6. Februar 1976: Ernst Albrecht (CDU) wird im zweiten Wahlgang sensationell zum Ministerpräsidenten Niedersachsens gewählt. Amtsvorgänger Alfred Kubel (SPD) hatte sein Amt zuvor aus Altersgründen zur Verfügung gestellt.

13. September 1979: Die Felsenstein-Gruppe feiert die Verlängerung ihrer Konzession bis ins Jahr 1999 mit einem Festakt. 

Februar 1987: Felsenstein-Mitgesellschafter Theo Gerlach beschwert sich bei Spielbankaufsicht und Innenminister über mangelnde Gewinnausschüttung der Spielbank.

29. Mai 1987: Gerlach listet in einer Strafanzeige Felsenstein-Schulden von mehr als fünf Millionen Mark auf. Gläubiger sind demnach sowohl Privatpersonen als auch das Finanzamt.
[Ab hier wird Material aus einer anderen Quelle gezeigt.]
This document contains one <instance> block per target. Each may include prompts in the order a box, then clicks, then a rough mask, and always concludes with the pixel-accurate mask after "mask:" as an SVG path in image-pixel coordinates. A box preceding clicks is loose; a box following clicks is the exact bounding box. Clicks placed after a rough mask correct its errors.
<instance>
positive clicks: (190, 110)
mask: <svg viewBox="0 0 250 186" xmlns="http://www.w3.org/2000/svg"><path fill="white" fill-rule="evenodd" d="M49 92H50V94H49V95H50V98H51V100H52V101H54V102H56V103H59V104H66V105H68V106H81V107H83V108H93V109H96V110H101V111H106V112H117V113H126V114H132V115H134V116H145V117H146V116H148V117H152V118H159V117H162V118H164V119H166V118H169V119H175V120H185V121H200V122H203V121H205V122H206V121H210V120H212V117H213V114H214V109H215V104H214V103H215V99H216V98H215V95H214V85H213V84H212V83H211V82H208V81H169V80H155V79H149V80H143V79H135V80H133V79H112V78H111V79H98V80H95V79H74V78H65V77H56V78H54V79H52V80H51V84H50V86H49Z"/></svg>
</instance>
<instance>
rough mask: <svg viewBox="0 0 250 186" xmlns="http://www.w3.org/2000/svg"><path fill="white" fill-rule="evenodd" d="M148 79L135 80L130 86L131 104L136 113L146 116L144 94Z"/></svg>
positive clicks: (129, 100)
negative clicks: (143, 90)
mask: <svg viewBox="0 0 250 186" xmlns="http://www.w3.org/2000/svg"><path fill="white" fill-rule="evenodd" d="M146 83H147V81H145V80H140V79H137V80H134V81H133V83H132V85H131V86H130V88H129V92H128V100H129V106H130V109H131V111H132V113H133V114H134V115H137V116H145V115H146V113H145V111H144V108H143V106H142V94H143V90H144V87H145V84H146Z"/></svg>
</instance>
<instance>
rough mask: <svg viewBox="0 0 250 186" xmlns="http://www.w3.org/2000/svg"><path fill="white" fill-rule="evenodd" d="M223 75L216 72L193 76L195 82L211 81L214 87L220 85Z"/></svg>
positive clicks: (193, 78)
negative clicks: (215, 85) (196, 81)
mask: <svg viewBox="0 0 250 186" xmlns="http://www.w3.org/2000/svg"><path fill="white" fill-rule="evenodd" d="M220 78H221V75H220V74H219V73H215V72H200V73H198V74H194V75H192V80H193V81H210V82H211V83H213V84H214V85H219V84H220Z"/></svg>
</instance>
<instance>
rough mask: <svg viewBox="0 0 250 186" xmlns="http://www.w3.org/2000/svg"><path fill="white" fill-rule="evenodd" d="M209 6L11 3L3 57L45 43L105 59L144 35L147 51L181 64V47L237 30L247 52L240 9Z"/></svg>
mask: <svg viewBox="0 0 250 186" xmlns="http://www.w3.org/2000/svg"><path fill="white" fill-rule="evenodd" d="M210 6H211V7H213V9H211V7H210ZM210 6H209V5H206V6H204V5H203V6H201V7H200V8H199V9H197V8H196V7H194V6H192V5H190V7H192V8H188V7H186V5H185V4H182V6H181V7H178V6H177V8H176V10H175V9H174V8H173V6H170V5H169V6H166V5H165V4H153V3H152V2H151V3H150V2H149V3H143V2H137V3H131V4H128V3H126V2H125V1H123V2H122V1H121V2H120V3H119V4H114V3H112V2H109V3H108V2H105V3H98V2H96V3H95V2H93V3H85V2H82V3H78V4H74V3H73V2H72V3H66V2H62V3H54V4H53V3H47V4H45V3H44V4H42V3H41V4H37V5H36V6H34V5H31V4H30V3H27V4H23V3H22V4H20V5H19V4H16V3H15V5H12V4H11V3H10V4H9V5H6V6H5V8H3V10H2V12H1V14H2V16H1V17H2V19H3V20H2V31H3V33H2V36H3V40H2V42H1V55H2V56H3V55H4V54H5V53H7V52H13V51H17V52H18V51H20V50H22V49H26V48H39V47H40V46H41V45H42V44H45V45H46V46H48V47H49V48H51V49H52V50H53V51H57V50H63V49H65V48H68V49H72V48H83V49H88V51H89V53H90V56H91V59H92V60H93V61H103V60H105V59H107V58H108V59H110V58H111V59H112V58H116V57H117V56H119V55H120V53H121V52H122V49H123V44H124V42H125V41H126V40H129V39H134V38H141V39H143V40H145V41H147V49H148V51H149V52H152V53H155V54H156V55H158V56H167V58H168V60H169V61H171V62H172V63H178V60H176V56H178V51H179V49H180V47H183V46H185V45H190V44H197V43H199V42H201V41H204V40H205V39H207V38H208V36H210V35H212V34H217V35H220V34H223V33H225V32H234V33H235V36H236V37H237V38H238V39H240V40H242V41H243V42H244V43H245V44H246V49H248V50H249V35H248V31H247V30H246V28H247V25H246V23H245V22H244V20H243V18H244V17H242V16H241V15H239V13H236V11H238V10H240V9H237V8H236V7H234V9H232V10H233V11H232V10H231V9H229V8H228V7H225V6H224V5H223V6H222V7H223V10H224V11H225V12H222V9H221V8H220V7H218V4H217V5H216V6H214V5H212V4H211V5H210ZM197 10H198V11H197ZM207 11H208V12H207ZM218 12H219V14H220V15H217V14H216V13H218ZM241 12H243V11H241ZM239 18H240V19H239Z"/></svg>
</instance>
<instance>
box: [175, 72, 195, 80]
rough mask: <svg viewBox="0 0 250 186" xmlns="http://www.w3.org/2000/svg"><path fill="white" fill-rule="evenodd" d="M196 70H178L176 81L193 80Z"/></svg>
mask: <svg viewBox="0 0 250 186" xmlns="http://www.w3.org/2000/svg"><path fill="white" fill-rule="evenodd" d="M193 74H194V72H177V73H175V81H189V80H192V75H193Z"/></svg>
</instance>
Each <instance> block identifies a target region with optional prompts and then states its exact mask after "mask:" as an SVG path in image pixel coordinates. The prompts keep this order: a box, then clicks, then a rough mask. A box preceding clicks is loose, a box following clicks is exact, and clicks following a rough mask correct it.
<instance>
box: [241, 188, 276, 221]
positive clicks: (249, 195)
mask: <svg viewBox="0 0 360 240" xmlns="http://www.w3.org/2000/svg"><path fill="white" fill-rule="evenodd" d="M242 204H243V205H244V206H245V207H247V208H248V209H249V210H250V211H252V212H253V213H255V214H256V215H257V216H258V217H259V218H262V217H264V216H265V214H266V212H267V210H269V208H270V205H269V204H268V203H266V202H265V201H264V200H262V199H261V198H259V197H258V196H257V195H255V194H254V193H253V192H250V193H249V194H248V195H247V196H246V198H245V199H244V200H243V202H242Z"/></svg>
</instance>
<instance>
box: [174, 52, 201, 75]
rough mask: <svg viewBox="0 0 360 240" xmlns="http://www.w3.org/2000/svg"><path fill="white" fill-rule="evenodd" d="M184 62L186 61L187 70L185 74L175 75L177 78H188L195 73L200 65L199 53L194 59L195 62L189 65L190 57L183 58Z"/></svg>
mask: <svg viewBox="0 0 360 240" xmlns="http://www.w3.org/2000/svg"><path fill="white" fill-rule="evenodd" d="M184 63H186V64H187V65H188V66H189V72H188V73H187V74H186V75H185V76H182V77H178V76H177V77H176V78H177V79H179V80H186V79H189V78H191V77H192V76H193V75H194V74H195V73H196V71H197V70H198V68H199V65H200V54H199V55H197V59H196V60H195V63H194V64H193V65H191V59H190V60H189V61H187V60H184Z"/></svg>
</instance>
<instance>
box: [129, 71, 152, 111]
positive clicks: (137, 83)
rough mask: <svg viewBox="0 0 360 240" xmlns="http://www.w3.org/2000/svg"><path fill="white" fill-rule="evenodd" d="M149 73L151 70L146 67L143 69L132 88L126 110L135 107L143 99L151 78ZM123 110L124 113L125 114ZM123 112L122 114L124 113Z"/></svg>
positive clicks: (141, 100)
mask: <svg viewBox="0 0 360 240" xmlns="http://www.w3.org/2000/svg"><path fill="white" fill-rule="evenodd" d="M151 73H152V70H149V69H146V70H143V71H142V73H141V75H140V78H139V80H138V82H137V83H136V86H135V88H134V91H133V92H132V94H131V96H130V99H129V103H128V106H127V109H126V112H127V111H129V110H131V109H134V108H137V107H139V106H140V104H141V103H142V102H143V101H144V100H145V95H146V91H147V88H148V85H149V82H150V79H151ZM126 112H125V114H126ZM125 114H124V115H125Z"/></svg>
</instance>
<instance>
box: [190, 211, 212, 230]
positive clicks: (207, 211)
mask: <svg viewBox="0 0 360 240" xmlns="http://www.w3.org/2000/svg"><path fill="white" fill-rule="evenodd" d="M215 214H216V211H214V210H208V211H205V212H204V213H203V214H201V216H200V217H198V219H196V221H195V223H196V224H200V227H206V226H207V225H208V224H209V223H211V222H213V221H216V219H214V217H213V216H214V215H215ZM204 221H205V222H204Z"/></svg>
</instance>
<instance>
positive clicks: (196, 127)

13. November 1987: Nach der Insolvenz der Spielbank Hannover entzieht das Innenministerium der Felsenstein-Gruppe die Konzession. Darauf übernimmt die neu gegründete, landeseigene Hannoversche Spielbanken GmbH den Betrieb.

1. Dezember 1987: Dem leitenden Ministerialbeamten Gerhard Roemheld wird seine Funktion als Aufseher über Niedersachens Spielbanken entzogen. Später wird der Verdacht der Vorteilsannahme gegen Roemheld erhoben.

21. Januar 1988: Der Landtag setzt einen Untersuchungsausschuss zur Spielbankaffäre ein. 

15. März 1988: Marian Felsenstein sagt vor dem parlamentarischen Untersuchungsausschuss aus. Er weist die Schuld am Zusammenbruch des Kasinos der Nordwestdeutschen Lotteriegesellschaft zu.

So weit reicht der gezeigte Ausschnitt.